The trouble is that this kind of messy horse-trading and backroom dealing is the very thing that most puts off the already disenchanted European voters. If the electorate feels disconnected with the decision-making process in Brussels, it is largely because their political leaders use it for the very worst kind of introverted deal-making.

The new constitution does not address these concerns. Far from it. Its central concern is making the enlarged community more workable by increasing the amount of majority voting, decreasing the number of commissioners for each country, and raising the status of the Council of Ministers. Themes of greater democracy and public participation are left as vague phrases, and all of the compromises being worked in to accommodate Britain's red lines, Poland's Catholicism, and the concern of the smaller states about representation on the Commission, take it further away from anything that can inspire, or even reassure, the public.

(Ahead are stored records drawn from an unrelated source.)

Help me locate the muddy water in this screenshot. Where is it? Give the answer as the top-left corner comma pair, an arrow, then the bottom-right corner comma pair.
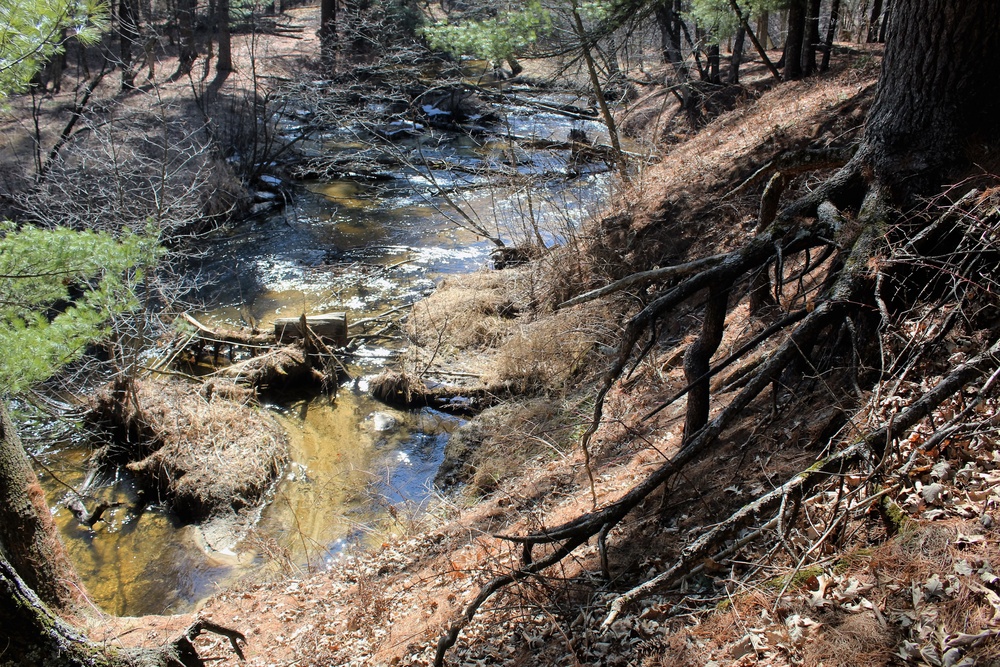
38,108 -> 615,616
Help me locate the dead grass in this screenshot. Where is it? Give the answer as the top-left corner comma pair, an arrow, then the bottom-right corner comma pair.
90,377 -> 287,520
436,396 -> 585,496
408,271 -> 526,353
73,33 -> 1000,667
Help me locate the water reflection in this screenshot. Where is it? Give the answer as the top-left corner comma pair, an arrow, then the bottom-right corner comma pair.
39,101 -> 614,616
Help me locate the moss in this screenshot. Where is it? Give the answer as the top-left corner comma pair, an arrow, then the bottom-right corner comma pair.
763,565 -> 825,592
878,496 -> 913,536
834,547 -> 874,573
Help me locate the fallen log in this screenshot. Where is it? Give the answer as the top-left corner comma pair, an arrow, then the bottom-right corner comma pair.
369,370 -> 506,414
181,313 -> 272,347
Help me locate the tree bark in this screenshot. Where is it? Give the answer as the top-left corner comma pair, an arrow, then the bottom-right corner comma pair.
706,43 -> 721,84
0,403 -> 82,613
802,0 -> 821,75
783,0 -> 806,80
119,0 -> 140,90
877,0 -> 891,42
867,0 -> 883,42
728,24 -> 745,84
683,286 -> 730,439
820,0 -> 841,72
0,553 -> 131,666
216,0 -> 232,72
320,0 -> 337,65
176,0 -> 198,75
756,10 -> 771,49
857,0 -> 1000,197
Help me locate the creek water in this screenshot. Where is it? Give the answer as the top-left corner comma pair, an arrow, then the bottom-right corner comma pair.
35,100 -> 617,617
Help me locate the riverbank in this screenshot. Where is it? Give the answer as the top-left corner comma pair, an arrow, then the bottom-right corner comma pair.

Most of the leaders assembled in Brussels would probably agree with this analysis. The new constitution, once seen as the means of reconnecting the Union with the populace, is now regarded as an embarrassment that must be got over before the institution can move ahead. To abandon it now would appear a defeat with potentially disastrous consequences - all the more so because of last week's negative voting. The dilemma for many is that, like it or not, they will still have to present the constitution in at least half-a-dozen referendums across the continent. Some might expect, or even hope, these referendums will fail, but this will not absolve them from the duty of campaigning for a yes vote.

It is a dilemma made all the worse for the British Prime Minister since he has, quite unnecessarily, agreed to such a referendum in Britain. Caught between the rising tide of Euroscepticism behind the United Kingdom Independence Party on the one side, and the demands of his European colleagues, and his own rhetoric, to seek to return to the centre of European politics on the other, Mr Blair is trying desperately to face two directions at once - breathing nationalistic fervour to the popular press at home, and charm and co-operation over the dinner table in Brussels. It is a stance he cannot sustain once the constitution is signed and the preparations for a referendum begin.